Going back to the first paragraph of this section, I use the phrase, “regular diet sugars.” What am I talking about? By “regular diet,” I am referring to meals that occur distant in time from exercise. In other words, more than or equal to 2 hours before or 2 hours after exercise while the body is at rest. Within the time frame near exercise, sugars can actually benefit endurance performance – these are strategic sugars. It’s an exception to the rule. Within 30 minutes of exercise, during exercise, and depending on the circumstances, up to 4 hours post-exercise, sugars are going to offer performance benefits.
The reason athletes and other performance-oriented people should have some sugar near exercise is because it is going to fuel their workout or race. Within 30 minutes of starting a race, increasing blood sugar by eating a mix of sugar and other carbs helps the athlete start strong. During the race, a mix of sugars and starch keep the athlete going strong through the finish with some quick sugars and sustained energy from slower releasing sugars from starch.
Post-exercise is a little different and may be confusing. You’re done exercising, so sugars are “bad” again, right? Wrong.

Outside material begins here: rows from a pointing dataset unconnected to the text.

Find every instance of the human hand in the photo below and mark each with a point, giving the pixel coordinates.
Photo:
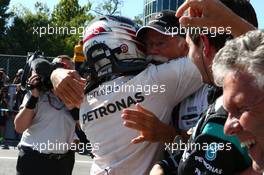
(33, 81)
(146, 122)
(68, 86)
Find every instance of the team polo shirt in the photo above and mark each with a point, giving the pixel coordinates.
(100, 114)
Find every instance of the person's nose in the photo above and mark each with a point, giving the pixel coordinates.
(153, 50)
(232, 126)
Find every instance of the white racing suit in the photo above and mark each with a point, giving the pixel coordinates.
(158, 88)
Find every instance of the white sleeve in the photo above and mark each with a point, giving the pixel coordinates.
(180, 77)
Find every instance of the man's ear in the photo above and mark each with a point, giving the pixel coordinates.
(206, 45)
(184, 46)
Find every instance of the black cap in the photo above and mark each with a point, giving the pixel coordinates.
(42, 67)
(164, 22)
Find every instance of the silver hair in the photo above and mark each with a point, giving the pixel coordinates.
(245, 53)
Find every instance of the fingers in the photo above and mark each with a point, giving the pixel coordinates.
(71, 92)
(193, 21)
(182, 9)
(135, 126)
(69, 86)
(138, 139)
(144, 110)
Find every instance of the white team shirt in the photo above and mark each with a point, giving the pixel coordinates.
(52, 130)
(100, 114)
(191, 108)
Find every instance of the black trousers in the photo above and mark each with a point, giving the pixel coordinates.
(32, 162)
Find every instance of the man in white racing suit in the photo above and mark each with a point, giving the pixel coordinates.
(120, 77)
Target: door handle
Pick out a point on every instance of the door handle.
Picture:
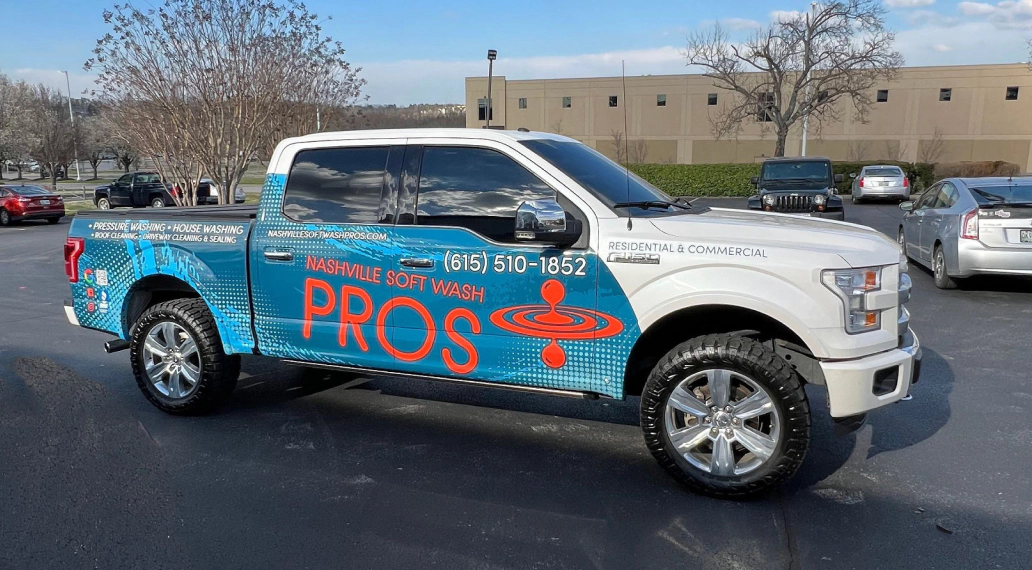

Simple sugars are the most effective way to replenish the muscle glycogen burned up during the race or workout, and having a little fructose enhances total carb utilization. Having an extended release of sugar does not capitalize on the body’s willingness to use the sugars – a willingness that is created by exercise. Once exercises ends, the body gradually returns to a “normal” state, one that is not as likely to put sugar to good use (it takes ~2 hours). However, slamming some sugars soon after exercise will direct them towards the muscle to restock fuel supplies, and this practice improves endurance performance over the long haul. Any danger of sugar is attenuated with exercise.
Consuming sugar indiscriminately is a problem, and this article does not intend to minimize the dangers of such an approach. However, strategic and deliberate sugar consumption is very likely best practice for producing tip-top endurance performance. This includes before, during, and after training or racing. So the next time you pick up a post-workout, like RecoverElite, and you see 40+ grams of sugar, rest easy knowing that those sugars are strategic for recovering muscle glycogen post-exercise and powering future performance. Also of note, ALL sugars in supplements are added sugars. If you ever see a supplement label that lists “sugars” but not “added sugars,” that label is wrong and they should be listed as added sugars as well!